Além das PECs, nós temos dois projetos de lei em tramitação, os quais foram propostos pelo governo federal.

O Projeto de Lei nº 3.887/2020 visa a instituição da Contribuição Social sobre Operações com Bens e Serviços (CBS), extinguindo a PIS e COFINS, mas mantendo a arrecadação da nova contribuição nas mãos da União.

Percebemos claramente que esta primeira etapa de propostas de alteração do sistema tributário brasileiro (apesar de ter outras nuances, mas compilamos até aqui, os principais aspectos), tem como objeto a simplificação da tributação sobre o consumo, no sentido de unificar a cobrança em um ou poucos tributos, o que leva a uma maior facilitação na fiscalização e arrecadação de valores.

Além dessas propostas, temos uma “segunda etapa da reforma tributária”, representada pelo Projeto de Lei nº 2.337/2021, o qual visa, primordialmente, promover alterações no Imposto de Renda, tendo como principais pontos: a) revogar a isenção de incidência de IRPF sobre os lucros e dividendos, alterando o art. 10 da Lei nº 9.249/1995; b) promover a atualização da tabela progressiva do IRPF; c) reduzir a alíquota do IRPJ; dentre outras alterações.

Ao analisar as linhas acima escritas, devo lançar uma pergunta imprescindível ao leitor: podemos afirmar que as propostas em tramitação no Congresso Nacional, encerram uma verdadeira reforma tributária?

A reflexão deve ser profunda e é extremamente necessária.

Costumo sempre afirmar em minhas aulas e conversas sobre Direito Tributário, que o nosso sistema tributário é extremamente regressivo, e contribui sobremaneira para a alta concentração de renda e, consequentemente, para a extrema desigualdade social no Brasil. Lições adquiridas com as pesquisas realizadas na Universidade Federal de Pernambuco, sempre acompanhadas da orientação da querida professora Luciana Grassano.

As pesquisas sérias sobre a tributação no Brasil, concluem pela sua regressividade diante da constatação de que aquelas pessoas que ganham menos, arcam com um maior peso da carga tributária; enquanto aquelas que compõem o topo da pirâmide social, são pouco tributadas. Mas como isso pode ser verdade?!

Simples! Apesar de se poder afirmar que a carga tributária brasileira não é muito alta, perfazendo uma média de 32,1% do PIB nacional, encontrando-se abaixo da média dos países da OCDE; praticamente 50% desta tributação incide sobre o consumo. O que significa que, aquelas pessoas que têm poucos recursos, e utilizam-no quase em sua totalidade em consumo, sofrem uma incidência de uma pesada carga tributária. Noutro giro, a tributação sobre rendas, lucro e ganho de capital perfaz um quantum de apenas 18% do total da carga tributária brasileira; e sobre a propriedade, temos uma tributação de média de 4,5% do total da carga tributária.

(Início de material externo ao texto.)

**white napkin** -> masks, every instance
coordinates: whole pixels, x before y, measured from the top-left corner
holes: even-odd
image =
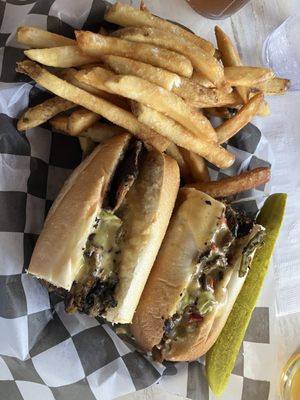
[[[272,192],[285,192],[288,202],[273,256],[277,315],[300,312],[300,92],[268,99],[272,114],[256,118],[273,153]]]

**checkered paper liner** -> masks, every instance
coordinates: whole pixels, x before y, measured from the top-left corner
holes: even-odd
[[[48,125],[20,134],[22,110],[49,94],[15,73],[23,52],[19,25],[72,37],[73,28],[95,30],[107,3],[101,0],[7,0],[0,2],[0,398],[44,400],[114,399],[158,383],[191,399],[212,400],[203,359],[152,363],[132,340],[120,338],[101,319],[67,315],[63,303],[25,271],[45,216],[72,169],[81,161],[77,139]],[[105,23],[104,23],[105,24]],[[226,147],[235,164],[213,179],[269,165],[266,140],[249,124]],[[243,193],[236,204],[256,213],[269,187]],[[270,381],[253,367],[253,354],[273,352],[268,303],[254,311],[224,399],[269,399]],[[262,376],[265,379],[262,380]]]

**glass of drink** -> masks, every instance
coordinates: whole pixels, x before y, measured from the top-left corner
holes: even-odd
[[[300,90],[300,9],[272,32],[263,45],[263,63]]]
[[[295,353],[287,362],[281,375],[281,400],[300,399],[300,353]]]
[[[186,0],[189,5],[204,17],[225,19],[237,12],[250,0]]]

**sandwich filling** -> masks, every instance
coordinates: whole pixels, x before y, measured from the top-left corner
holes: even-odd
[[[102,209],[83,249],[82,266],[66,300],[67,312],[97,316],[116,306],[121,234],[122,221]]]
[[[82,249],[81,268],[65,299],[68,313],[79,311],[99,316],[107,308],[117,305],[114,293],[119,282],[118,272],[126,235],[118,210],[138,176],[142,150],[141,142],[132,141],[117,167],[105,208],[95,218]]]
[[[246,275],[252,256],[262,244],[264,229],[226,206],[206,250],[193,262],[193,275],[180,294],[176,312],[165,321],[161,342],[153,348],[153,357],[162,361],[174,341],[187,340],[202,322],[226,302],[229,272],[239,262],[238,275]]]

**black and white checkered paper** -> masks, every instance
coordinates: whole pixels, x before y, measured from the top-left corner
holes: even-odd
[[[49,298],[25,273],[45,216],[81,150],[77,139],[48,125],[16,131],[22,110],[49,94],[15,73],[24,58],[15,31],[33,25],[73,37],[73,28],[99,29],[106,7],[101,0],[0,1],[0,399],[108,400],[158,383],[191,399],[212,400],[203,359],[155,365],[102,320],[67,315],[60,299]],[[222,172],[212,168],[213,178],[268,159],[261,132],[250,124],[226,146],[236,162]],[[237,204],[255,213],[265,193],[265,187],[244,193]],[[248,358],[270,352],[269,320],[268,306],[255,309],[229,385],[235,396],[228,399],[268,400],[270,382],[253,368],[249,372]]]

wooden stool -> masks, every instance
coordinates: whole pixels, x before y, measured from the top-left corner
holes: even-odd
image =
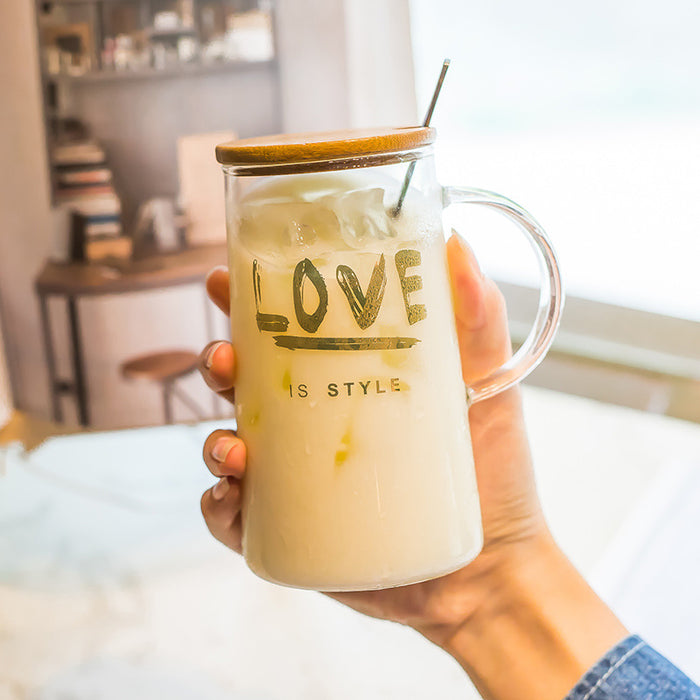
[[[125,379],[145,379],[161,385],[165,422],[173,422],[172,397],[177,396],[199,419],[204,411],[175,385],[175,381],[197,369],[199,357],[189,350],[164,350],[132,357],[120,365]]]

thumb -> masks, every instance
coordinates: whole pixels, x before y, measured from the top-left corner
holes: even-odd
[[[484,277],[476,256],[454,231],[447,241],[462,376],[471,384],[500,367],[511,355],[503,295]]]

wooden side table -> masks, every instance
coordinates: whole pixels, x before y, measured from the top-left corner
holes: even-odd
[[[49,371],[53,419],[63,420],[61,395],[75,398],[78,420],[90,425],[89,390],[85,380],[85,360],[80,328],[82,297],[97,297],[126,292],[149,291],[185,284],[202,285],[207,273],[217,265],[226,264],[226,245],[188,248],[177,253],[150,255],[114,264],[55,263],[47,261],[35,281],[39,297],[46,362]],[[68,330],[72,379],[60,379],[56,372],[56,355],[51,334],[48,301],[51,297],[65,299],[68,309]],[[207,335],[213,335],[211,304],[206,301]]]

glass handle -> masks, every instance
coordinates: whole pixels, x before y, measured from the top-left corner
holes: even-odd
[[[554,340],[564,306],[564,291],[552,244],[542,227],[522,207],[495,192],[466,187],[443,187],[442,202],[443,208],[451,204],[481,204],[507,216],[527,236],[537,253],[540,269],[540,301],[532,330],[508,362],[467,387],[469,402],[474,403],[510,388],[537,367]]]

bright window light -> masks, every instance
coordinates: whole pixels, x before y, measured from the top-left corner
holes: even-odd
[[[567,291],[700,321],[700,3],[411,0],[419,104],[443,184],[531,211]],[[455,208],[487,272],[534,285],[509,224]]]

Esses dados significam que, uma pessoa muito rica, que tem uma renda mensal de R$ 500.000,00 (quinhentos mil reais), gastando apenas R$ 50.000,00 (cinquenta mil reais) com consumo, e tem o restante de sua renda utilizada para investimentos em propriedades e ganhos de capital, terá a incidência de uma carga tributária de 50% [correspondente a consumo] apenas em uma parcela de 10% de sua renda mensal. O restante de sua renda, sofrerá uma incidência muito pequena de tributação.

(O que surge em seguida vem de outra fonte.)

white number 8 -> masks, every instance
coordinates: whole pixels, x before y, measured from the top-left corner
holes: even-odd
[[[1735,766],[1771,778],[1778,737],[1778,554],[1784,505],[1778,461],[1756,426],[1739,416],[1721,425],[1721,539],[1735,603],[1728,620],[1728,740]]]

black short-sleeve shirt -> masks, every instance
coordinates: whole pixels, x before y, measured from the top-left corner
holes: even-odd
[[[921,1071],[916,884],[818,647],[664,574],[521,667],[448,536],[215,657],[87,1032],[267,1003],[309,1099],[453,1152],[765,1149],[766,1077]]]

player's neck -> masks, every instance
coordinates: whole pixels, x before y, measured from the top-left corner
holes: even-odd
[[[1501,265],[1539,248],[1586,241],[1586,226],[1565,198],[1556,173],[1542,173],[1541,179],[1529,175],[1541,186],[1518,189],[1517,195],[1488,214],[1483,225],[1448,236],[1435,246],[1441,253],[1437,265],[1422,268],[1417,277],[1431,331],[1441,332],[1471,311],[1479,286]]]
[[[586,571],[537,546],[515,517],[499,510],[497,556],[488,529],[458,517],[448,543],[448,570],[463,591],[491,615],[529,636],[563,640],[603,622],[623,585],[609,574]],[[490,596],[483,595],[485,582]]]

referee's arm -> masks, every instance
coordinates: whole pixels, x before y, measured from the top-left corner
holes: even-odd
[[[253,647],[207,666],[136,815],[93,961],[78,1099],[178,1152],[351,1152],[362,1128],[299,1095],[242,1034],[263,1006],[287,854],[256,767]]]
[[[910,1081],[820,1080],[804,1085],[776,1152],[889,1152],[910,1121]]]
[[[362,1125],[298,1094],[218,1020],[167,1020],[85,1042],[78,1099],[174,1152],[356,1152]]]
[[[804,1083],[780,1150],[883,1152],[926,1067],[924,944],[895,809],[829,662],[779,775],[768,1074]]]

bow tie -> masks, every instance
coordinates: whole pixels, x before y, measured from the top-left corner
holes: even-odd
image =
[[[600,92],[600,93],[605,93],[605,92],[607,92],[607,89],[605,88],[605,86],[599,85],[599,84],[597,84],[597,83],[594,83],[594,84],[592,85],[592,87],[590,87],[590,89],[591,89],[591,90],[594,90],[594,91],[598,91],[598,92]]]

Enquanto a pessoa que está na base da pirâmide social, ganha um salário mínimo, e gasta todo seu salário com consumo (feira, gás, aluguel…) tem uma incidência de carga tributária de 50% [correspondente ao consumo] sobre a totalidade de sua renda mensal.

Mas por que estou falando de regressividade do sistema tributário brasileiro, se o tema deste ensaio é a “reforma” tributária?

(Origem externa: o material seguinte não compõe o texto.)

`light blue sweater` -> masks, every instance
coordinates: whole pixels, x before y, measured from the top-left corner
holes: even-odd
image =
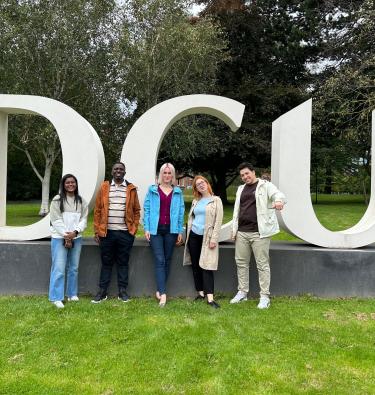
[[[204,225],[206,223],[206,206],[212,197],[201,198],[194,207],[194,219],[192,224],[192,231],[197,235],[203,235]]]
[[[148,188],[145,202],[143,204],[144,218],[143,227],[145,232],[156,235],[158,232],[158,223],[160,215],[160,196],[157,185],[151,185]],[[183,232],[185,203],[182,191],[179,187],[173,187],[171,201],[171,233]]]

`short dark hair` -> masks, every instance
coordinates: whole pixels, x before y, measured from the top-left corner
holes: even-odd
[[[255,170],[254,166],[253,166],[251,163],[249,163],[249,162],[242,162],[242,163],[237,167],[237,169],[238,169],[239,172],[240,172],[241,170],[243,170],[243,169],[246,169],[246,168],[248,168],[250,171],[254,171],[254,170]]]
[[[115,162],[115,163],[112,165],[112,169],[113,169],[116,165],[123,165],[123,166],[124,166],[124,169],[126,169],[126,166],[125,166],[125,163],[124,163],[124,162],[120,162],[120,161]]]

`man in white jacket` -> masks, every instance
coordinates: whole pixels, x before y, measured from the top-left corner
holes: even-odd
[[[232,229],[232,239],[236,243],[238,292],[230,303],[247,300],[253,251],[259,274],[258,308],[267,309],[270,306],[270,241],[271,236],[279,232],[275,210],[283,209],[285,196],[271,182],[257,178],[250,163],[242,163],[238,170],[244,182],[236,193]]]

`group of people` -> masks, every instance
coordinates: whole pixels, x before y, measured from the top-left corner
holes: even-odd
[[[129,258],[141,207],[137,188],[125,179],[125,174],[124,163],[115,163],[112,180],[101,184],[96,197],[94,231],[100,247],[101,271],[99,290],[92,303],[107,299],[115,263],[118,299],[123,302],[130,300],[126,291]],[[236,193],[232,228],[238,292],[230,303],[247,300],[252,251],[259,273],[258,308],[265,309],[270,306],[270,239],[279,231],[275,210],[283,209],[285,196],[271,182],[257,178],[250,163],[242,163],[239,174],[243,185]],[[183,264],[191,265],[197,291],[195,300],[207,300],[209,306],[217,309],[220,306],[214,299],[214,272],[219,262],[223,204],[202,175],[194,178],[192,190],[194,199],[188,215]],[[164,307],[173,251],[176,245],[183,244],[185,212],[183,193],[176,185],[176,172],[171,163],[160,168],[158,182],[148,188],[143,209],[145,237],[154,258],[155,296],[158,305]],[[82,232],[87,226],[88,215],[87,203],[79,195],[74,175],[63,176],[59,194],[52,199],[50,213],[52,267],[49,300],[57,308],[64,308],[65,295],[68,301],[79,300],[78,266]]]

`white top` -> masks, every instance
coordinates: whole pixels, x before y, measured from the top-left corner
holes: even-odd
[[[67,196],[64,201],[64,212],[60,211],[60,195],[56,195],[51,202],[51,236],[55,239],[64,238],[65,233],[78,232],[77,237],[87,227],[88,206],[82,198],[81,203],[75,203],[74,197]]]

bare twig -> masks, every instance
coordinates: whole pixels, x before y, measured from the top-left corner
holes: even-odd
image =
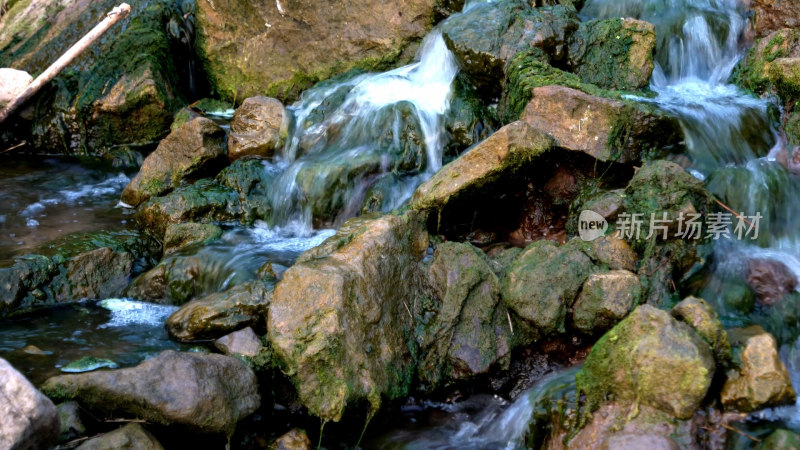
[[[732,209],[728,208],[728,207],[727,207],[727,206],[726,206],[724,203],[722,203],[721,201],[717,200],[716,198],[714,199],[714,201],[715,201],[715,202],[717,202],[717,204],[718,204],[719,206],[722,206],[723,208],[725,208],[726,210],[728,210],[728,212],[729,212],[729,213],[731,213],[731,214],[733,214],[734,216],[736,216],[736,218],[737,218],[737,219],[744,221],[744,223],[746,223],[746,224],[750,225],[751,227],[753,226],[753,224],[752,224],[752,223],[751,223],[749,220],[745,219],[745,218],[744,218],[744,217],[743,217],[741,214],[737,213],[736,211],[734,211],[734,210],[732,210]]]
[[[13,146],[13,147],[9,147],[9,148],[7,148],[7,149],[3,150],[2,152],[0,152],[0,155],[2,155],[3,153],[8,153],[8,152],[10,152],[11,150],[16,150],[16,149],[18,149],[18,148],[22,147],[23,145],[27,145],[27,144],[28,144],[28,143],[27,143],[26,141],[22,141],[22,142],[20,142],[19,144],[17,144],[17,145],[15,145],[15,146]]]
[[[50,80],[56,77],[59,72],[61,72],[64,67],[68,66],[72,60],[78,57],[81,53],[83,53],[87,48],[89,48],[95,41],[97,41],[100,36],[103,35],[109,28],[114,26],[120,20],[128,17],[128,14],[131,12],[131,7],[127,3],[123,3],[106,15],[106,18],[103,19],[102,22],[97,24],[91,31],[86,33],[84,37],[82,37],[78,42],[75,43],[69,50],[66,51],[60,58],[56,60],[53,64],[50,65],[41,75],[36,77],[31,84],[25,88],[22,93],[17,95],[14,100],[11,100],[6,107],[0,111],[0,123],[5,121],[8,116],[11,115],[17,108],[19,108],[23,103],[25,103],[28,99],[33,97],[39,89],[42,88],[45,84],[47,84]]]
[[[755,437],[755,436],[753,436],[751,434],[747,434],[742,430],[734,428],[734,427],[728,425],[727,423],[721,423],[720,425],[722,425],[722,427],[725,428],[726,430],[735,431],[736,433],[741,434],[742,436],[746,437],[747,439],[750,439],[751,441],[761,442],[761,439],[759,439],[759,438],[757,438],[757,437]]]
[[[508,310],[506,310],[506,317],[508,317],[508,329],[511,330],[511,334],[514,334],[514,325],[511,324],[511,314],[509,314]]]

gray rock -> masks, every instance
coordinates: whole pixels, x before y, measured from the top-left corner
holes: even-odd
[[[0,358],[0,448],[48,448],[58,439],[59,423],[56,405]]]
[[[261,339],[250,327],[222,336],[214,342],[214,346],[226,355],[237,354],[251,357],[258,355],[263,348]]]
[[[261,403],[256,376],[243,362],[172,350],[136,367],[53,377],[42,390],[101,414],[182,425],[200,433],[232,433]]]
[[[270,97],[250,97],[236,110],[228,134],[228,159],[270,157],[287,132],[283,104]]]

Bem, lembrando da pergunta feita anteriormente: “podemos afirmar que as propostas em tramitação no Congresso Nacional, encerram uma verdadeira reforma tributária?”, não seria possível respondê-la sem ter a consciência da atual situação do sistema tributário brasileiro, pois só assim o leitor será capaz de avaliar se as propostas de alteração realmente reformam alguma coisa.

A regressividade tributária acima apontada consiste em uma deformidade do sistema tributário brasileiro, pois, para atender a ideais de justiça fiscal e isonomia material, necessário se faz que a tributação seja progressiva, de modo que quem tem um maior poder financeiro, contribua mais com o financiamento do Estado através do pagamento de tributos; com isso, consegue-se redistribuir renda [pois com a arrecadação dos mais ricos, investe-se em políticas públicas necessárias para aos mais necessitados[1]], diminuir a desigualdade social e tornar a tributação mais justa e efetiva para uma melhoria da sociedade como um todo.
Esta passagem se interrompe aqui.